From Construction Forum STL:
by Tom Finan, Executive Director, Construction Forum STL
There’s a new book out “The Next American City: The Big Promise of Our Midsize Metros” that begins its story with a wakeup call. The author is Nick Cornett, former four-term mayor of Oklahoma City. Cornett writes that the rude awakening for his city was losing a major United Airlines facility to Indy — not for lack of incentives but because — well, who would want to live in Oklahoma City?
“Oklahoma City was an incredible place to live . . . if you were a car,” Cornett wrote.

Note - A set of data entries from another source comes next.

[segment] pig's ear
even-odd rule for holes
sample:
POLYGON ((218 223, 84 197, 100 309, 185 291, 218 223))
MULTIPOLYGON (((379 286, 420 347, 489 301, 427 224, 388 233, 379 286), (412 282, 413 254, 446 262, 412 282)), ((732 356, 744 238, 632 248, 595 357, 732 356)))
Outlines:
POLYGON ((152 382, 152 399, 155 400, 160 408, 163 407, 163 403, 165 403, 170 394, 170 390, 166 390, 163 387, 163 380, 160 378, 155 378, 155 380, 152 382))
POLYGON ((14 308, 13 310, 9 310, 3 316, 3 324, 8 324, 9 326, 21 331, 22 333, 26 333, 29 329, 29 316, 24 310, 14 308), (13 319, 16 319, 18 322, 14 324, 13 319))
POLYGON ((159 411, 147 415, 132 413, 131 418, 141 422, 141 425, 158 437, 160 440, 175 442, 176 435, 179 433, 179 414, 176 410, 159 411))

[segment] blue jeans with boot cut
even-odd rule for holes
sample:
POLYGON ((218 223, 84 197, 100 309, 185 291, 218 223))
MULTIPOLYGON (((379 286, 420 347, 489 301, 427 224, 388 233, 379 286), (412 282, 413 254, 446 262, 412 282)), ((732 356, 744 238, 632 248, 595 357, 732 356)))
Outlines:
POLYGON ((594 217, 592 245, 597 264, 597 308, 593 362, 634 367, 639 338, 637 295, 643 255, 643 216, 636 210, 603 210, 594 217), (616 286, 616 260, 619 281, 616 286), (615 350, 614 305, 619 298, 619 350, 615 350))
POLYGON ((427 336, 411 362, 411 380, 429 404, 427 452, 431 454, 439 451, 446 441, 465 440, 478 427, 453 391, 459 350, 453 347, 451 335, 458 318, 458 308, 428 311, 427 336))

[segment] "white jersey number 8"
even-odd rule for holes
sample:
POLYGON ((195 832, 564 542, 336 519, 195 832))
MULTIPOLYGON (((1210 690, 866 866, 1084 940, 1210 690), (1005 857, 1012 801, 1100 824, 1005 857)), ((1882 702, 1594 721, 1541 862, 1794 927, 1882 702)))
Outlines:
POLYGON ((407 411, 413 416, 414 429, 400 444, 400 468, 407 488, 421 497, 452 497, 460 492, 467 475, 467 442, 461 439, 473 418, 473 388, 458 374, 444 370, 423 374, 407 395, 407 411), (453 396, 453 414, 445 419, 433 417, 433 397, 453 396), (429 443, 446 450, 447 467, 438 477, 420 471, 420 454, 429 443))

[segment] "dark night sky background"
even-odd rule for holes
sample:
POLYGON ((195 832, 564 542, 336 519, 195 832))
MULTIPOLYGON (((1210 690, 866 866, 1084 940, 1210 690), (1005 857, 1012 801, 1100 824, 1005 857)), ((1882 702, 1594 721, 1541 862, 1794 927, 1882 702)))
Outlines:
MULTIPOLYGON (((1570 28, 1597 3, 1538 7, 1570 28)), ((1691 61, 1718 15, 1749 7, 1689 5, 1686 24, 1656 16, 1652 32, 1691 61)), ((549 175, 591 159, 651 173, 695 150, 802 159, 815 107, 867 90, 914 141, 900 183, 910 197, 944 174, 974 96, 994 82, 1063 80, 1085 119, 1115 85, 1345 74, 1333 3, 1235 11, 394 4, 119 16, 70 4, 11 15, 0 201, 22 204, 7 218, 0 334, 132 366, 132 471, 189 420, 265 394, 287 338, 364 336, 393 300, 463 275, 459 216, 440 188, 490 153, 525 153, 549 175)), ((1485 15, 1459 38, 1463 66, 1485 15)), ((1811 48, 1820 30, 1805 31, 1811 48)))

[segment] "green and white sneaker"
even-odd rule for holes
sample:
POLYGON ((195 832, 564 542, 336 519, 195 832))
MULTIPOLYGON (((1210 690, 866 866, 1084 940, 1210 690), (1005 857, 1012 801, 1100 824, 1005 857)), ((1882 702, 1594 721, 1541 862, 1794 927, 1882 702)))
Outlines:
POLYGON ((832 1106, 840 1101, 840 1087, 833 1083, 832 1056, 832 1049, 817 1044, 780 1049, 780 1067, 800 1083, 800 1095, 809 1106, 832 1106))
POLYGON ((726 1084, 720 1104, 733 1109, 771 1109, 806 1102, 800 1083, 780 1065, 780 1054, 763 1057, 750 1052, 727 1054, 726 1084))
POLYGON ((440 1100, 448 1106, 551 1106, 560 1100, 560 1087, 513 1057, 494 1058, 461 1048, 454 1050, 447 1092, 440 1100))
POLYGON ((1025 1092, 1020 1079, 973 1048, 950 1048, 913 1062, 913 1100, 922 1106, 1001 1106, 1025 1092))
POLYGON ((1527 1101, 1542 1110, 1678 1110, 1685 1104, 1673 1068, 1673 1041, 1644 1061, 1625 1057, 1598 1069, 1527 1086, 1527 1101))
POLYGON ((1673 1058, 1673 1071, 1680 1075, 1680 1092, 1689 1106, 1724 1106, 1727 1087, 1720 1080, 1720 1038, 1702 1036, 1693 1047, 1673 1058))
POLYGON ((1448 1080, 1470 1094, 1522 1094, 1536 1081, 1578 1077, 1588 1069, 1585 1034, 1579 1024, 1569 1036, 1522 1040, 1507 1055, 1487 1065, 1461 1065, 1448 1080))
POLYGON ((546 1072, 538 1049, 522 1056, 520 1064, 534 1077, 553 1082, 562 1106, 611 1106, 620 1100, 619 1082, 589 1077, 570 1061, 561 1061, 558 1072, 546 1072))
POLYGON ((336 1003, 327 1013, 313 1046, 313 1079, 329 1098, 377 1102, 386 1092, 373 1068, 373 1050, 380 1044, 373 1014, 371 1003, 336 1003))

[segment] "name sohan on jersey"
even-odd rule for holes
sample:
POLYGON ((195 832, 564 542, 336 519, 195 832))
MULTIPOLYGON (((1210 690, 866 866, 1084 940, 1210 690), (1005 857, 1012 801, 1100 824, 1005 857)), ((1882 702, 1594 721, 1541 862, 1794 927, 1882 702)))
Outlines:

What followed was a wave of privately-funded development designed to make “OKC” more liveable at human scale, including putting water in a dry river and building a network of people-oriented cycling and walking corridors. This focus on connecting people to their cities and neighborhoods through green space is driving development in cities around the country
On Sept. 27 the Urban Land Institute St. Louis District Council hosted a panel discussion on “The Path to Trail Oriented Development.” The panel was moderated by Paul Vogl, project manager, planning for Great Rivers Greenway. Other Panel participants were Janet Attarian, deputy director of planning, City of Detroit; Jake Dietrich, director of development for Milhaus, an Indianapolis private developer; and SJ Morrison, director of marketing and planning, Madison County (IL) Transit.
In the STL region Great Rivers Greenway (GRG) is leading an effort to connect the Central Corridor from Forest Park with the riverfront and North with South St. Louis with the Chouteau Greenwayprogram. GRG, founded in 2000, has built 16 greenway, completing 54 projects that represent 121 miles of greenway. It has collaborated with over 250 partners in the process, including on the CityArchRiver project.
Twenty Minute Neighborhoods
Detroit’s Janet Attarian came to the Motor City after 20 years in Chicago. In Chicago she gained international recognition for her expertise in the power of green space to transform cities. She would need every bit of that knowledge in Detroit. With Detroit’s inability to raise bonding financing the focus began with the capitalizing on other assets, such vibrant neighborhoods within the community and an existing “bicycle culture”.